Por lo menos una docena de hombres, algunos apenas en mejor estado que él, le explicaron que la rueda y el coche ya no estaban unidos por ningún tipo de vínculo material.

—Salir marcha atrás —sugirió al cabo de un momento—. Meter la marcha atrás.

—¡Pero si le falta una rueda!

El hombre dudó.

—No se pierde nada con probar —dijo.

El aullido de las bocinas iba in crescendo. Di media vuelta y, pisando el césped, me fui a casa. Me volví a mirar una vez. La luna, como una hostia, brillaba sobre la casa de Gatsby para que la noche fuera tan hermosa como antes: había sobrevivido a las risas y a los ruidos del jardín, todavía iluminado. Un vacío repentino parecía fluir ahora de las ventanas y las puertas inmensas, envolviendo en un aislamiento absoluto al anfitrión, que seguía en el porche, con la mano levantada en un protocolario gesto de despedida.

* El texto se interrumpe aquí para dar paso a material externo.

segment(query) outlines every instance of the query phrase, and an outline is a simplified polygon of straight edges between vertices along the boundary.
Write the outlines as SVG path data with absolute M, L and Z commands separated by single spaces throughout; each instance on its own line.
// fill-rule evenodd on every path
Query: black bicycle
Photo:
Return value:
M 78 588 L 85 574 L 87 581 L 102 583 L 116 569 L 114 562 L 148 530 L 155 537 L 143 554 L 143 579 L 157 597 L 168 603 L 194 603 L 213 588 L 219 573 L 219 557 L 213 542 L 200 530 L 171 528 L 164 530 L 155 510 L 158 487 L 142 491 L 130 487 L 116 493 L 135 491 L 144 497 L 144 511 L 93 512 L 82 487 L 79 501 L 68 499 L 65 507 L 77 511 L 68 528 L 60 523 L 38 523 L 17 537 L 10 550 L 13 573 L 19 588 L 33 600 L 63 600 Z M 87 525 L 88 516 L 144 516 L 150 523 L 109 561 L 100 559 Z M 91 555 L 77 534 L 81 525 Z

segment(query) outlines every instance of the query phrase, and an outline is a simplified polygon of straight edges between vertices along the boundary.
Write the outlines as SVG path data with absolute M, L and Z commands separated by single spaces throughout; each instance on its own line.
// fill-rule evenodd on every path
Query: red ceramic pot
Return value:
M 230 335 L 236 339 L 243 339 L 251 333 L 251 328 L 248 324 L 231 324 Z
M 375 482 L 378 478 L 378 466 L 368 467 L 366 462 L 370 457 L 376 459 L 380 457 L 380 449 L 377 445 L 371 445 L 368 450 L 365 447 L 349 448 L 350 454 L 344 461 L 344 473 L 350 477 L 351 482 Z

Al releer lo que llevo escrito, creo haber dado la impresión de que los acontecimientos de tres noches separadas entre sí por varias semanas me absorbieron por completo. Todo lo contrario: sólo fueron acontecimientos sin importancia en un verano muy ajetreado, y, hasta mucho después, me absorbieron infinitamente menos que mis propios asuntos.